Spark开发环境异常处理(Connection timed out)
2020-04-02 22:48:47,973 [Executor task launch worker-0] WARN org.apache.hadoop.hdfs.DFSClient [DFSInputStream.java :
571] - Failed to connect to /172.18.0.5:50010 for block, add to deadNodes and continue. java.net.ConnectException:
Connection timed out: no further information
java.net.ConnectException:
Connection timed out: no further information
at sun.nio.ch.SocketChannelImpl.checkConnect(Native Method)
at sun.nio.ch.SocketChannelImpl.finishConnect(SocketChannelImpl.java:717)
at org.apache.hadoop.net.SocketIOWithTimeout.connect(SocketIOWithTimeout.java:206)
at org.apache.hadoop.net.NetUtils.connect(NetUtils.java:529)
at org.apache.hadoop.hdfs.DFSInputStream.newTcpPeer(DFSInputStream.java:955)
at org.apache.hadoop.hdfs.DFSInputStream.getBlockReader(DFSInputStream.java:1107)
at org.apache.hadoop.hdfs.DFSInputStream.blockSeekTo(DFSInputStream.java:533)
at org.apache.hadoop.hdfs.DFSInputStream.readWithStrategy(DFSInputStream.java:749)
at org.apache.hadoop.hdfs.DFSInputStream.read(DFSInputStream.java:793)
at java.io.DataInputStream.read(DataInputStream.java:100)
at org.apache.hadoop.util.LineReader.readDefaultLine(LineReader.java:211)
at org.apache.hadoop.util.LineReader.readLine(LineReader.java:174)
at org.apache.hadoop.mapred.LineRecordReader.next(LineRecordReader.java:206)
at org.apache.hadoop.mapred.LineRecordReader.next(LineRecordReader.java:45)
at org.apache.spark.rdd.HadoopRDD$$anon$1.getNext(HadoopRDD.scala:266)
at org.apache.spark.rdd.HadoopRDD$$anon$1.getNext(HadoopRDD.scala:211)
at org.apache.spark.util.NextIterator.hasNext(NextIterator.scala:73)
at org.apache.spark.InterruptibleIterator.hasNext(InterruptibleIterator.scala:39)
at scala.collection.Iterator$$anon$11.hasNext(Iterator.scala:408)
at org.apache.spark.util.Utils$.getIteratorSize(Utils.scala:1760)
at org.apache.spark.rdd.RDD$$anonfun$count$1.apply(RDD.scala:1157)

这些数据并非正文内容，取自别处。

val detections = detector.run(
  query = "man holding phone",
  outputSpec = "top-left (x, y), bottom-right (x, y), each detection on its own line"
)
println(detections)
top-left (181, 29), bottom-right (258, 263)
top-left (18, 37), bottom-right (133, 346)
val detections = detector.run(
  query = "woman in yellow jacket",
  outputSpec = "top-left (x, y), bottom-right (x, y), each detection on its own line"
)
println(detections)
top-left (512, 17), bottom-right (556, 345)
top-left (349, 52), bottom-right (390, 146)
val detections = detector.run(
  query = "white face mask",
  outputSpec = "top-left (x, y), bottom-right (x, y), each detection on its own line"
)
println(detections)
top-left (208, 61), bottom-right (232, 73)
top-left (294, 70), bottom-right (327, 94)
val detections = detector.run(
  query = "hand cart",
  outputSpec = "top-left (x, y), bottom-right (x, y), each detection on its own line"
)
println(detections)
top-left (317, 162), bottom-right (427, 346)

at org.apache.spark.rdd.RDD$$anonfun$count$1.apply(RDD.scala:1157)
at org.apache.spark.SparkContext$$anonfun$runJob$5.apply(SparkContext.scala:1944)

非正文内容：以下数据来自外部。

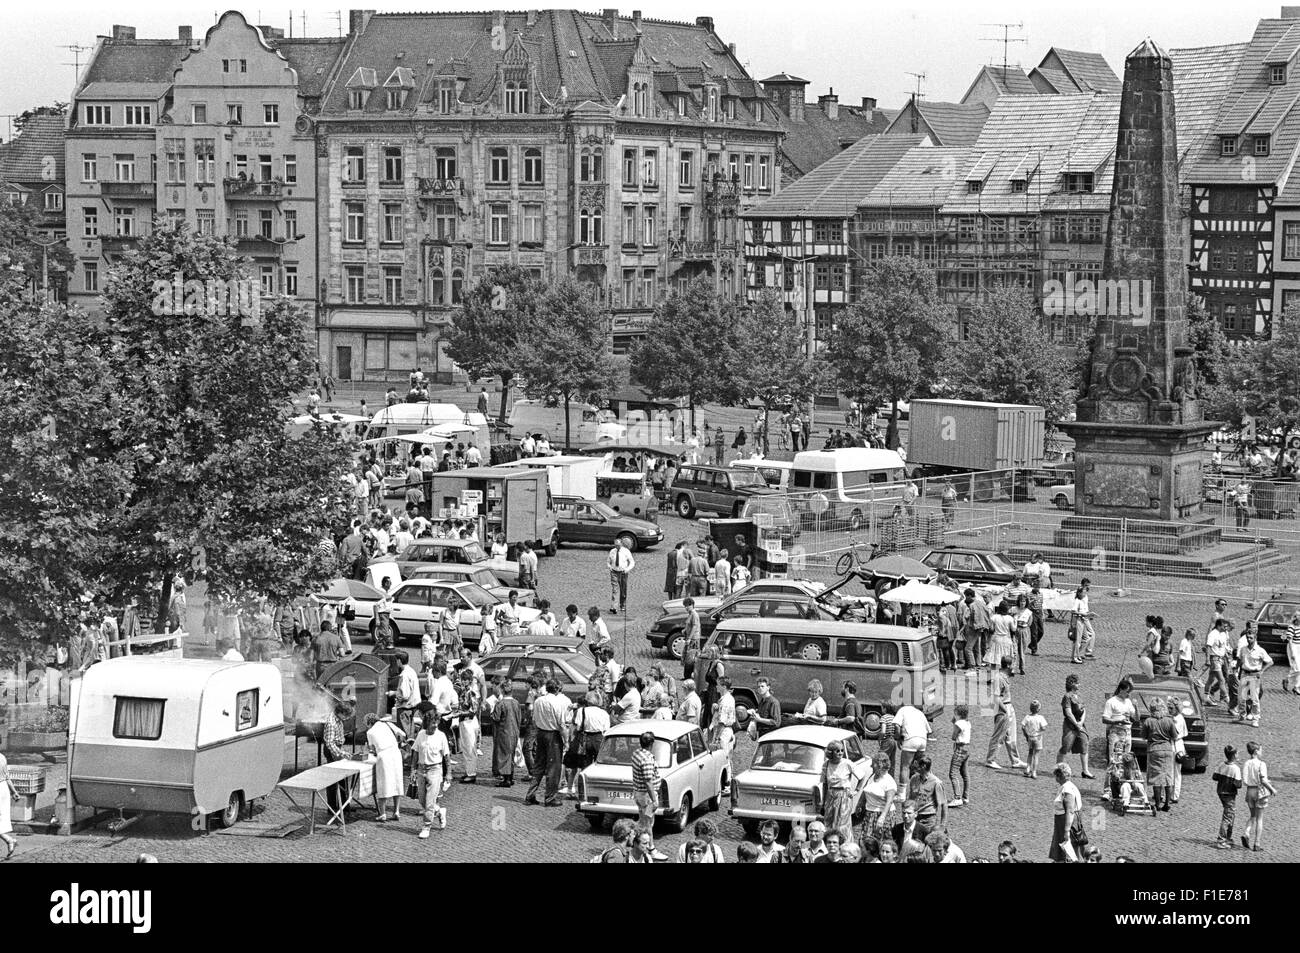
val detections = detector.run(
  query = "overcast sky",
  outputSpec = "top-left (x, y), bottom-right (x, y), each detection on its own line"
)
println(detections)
top-left (0, 0), bottom-right (1281, 140)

at org.apache.spark.SparkContext$$anonfun$runJob$5.apply(SparkContext.scala:1944)
at org.apache.spark.scheduler.ResultTask.runTask(ResultTask.scala:87)
at org.apache.spark.scheduler.Task.run(Task.scala:99)

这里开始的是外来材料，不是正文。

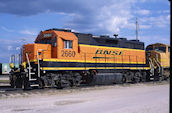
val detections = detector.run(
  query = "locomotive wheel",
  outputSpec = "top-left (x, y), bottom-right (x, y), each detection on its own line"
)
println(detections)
top-left (72, 73), bottom-right (82, 87)
top-left (86, 74), bottom-right (93, 84)
top-left (121, 75), bottom-right (126, 83)
top-left (23, 77), bottom-right (31, 90)
top-left (163, 69), bottom-right (170, 80)
top-left (134, 72), bottom-right (141, 83)
top-left (16, 75), bottom-right (23, 88)
top-left (85, 70), bottom-right (95, 84)
top-left (159, 76), bottom-right (164, 81)
top-left (56, 74), bottom-right (72, 89)
top-left (154, 69), bottom-right (160, 81)
top-left (154, 75), bottom-right (159, 81)
top-left (58, 80), bottom-right (71, 89)
top-left (10, 75), bottom-right (16, 88)
top-left (23, 82), bottom-right (30, 90)
top-left (141, 71), bottom-right (147, 82)
top-left (38, 78), bottom-right (45, 89)
top-left (129, 71), bottom-right (134, 83)
top-left (56, 82), bottom-right (63, 89)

at org.apache.spark.executor.Executor$TaskRunner.run(Executor.scala:282)
at java.util.concurrent.ThreadPoolExecutor.runWorker(ThreadPoolExecutor.java:1149)
at java.util.concurrent.ThreadPoolExecutor$Worker.run(ThreadPoolExecutor.java:624)
at java.lang.Thread.run(Thread.java:748)
我的开发环境是:本地访问A服务器,然后转发到HDFS服务器。
主要我们要抓住这个报错:Failed to connect to /172.18.0.5:50010 for block
首先我们可以测试:
本地ping 172.18.0.5
肯定时无法ping通的。
所以需要我们在本地添加转发映射以及关闭A服务器的防火墙。
1、本地Win(管理员运行CMD):
route -p add 172.18.0.0 mask 255.255.255.0 192.168.1.107
192.168.1.107为服务器A的IP ,添加后测试ping OK
2、关闭服务器防火墙:
ubantu: sudo ufw disable
注意:
可能你在添加的时候还是无法ping通。多添加几次以及删除。以及最后一个网段一定要为0
route delete 172.18.0.0 //删除
然后在添加
route -p add 172.18.0.0 mask 255.255.255.0 192.168.1.107 //添加
运行后,没有报错准确的计算出比列。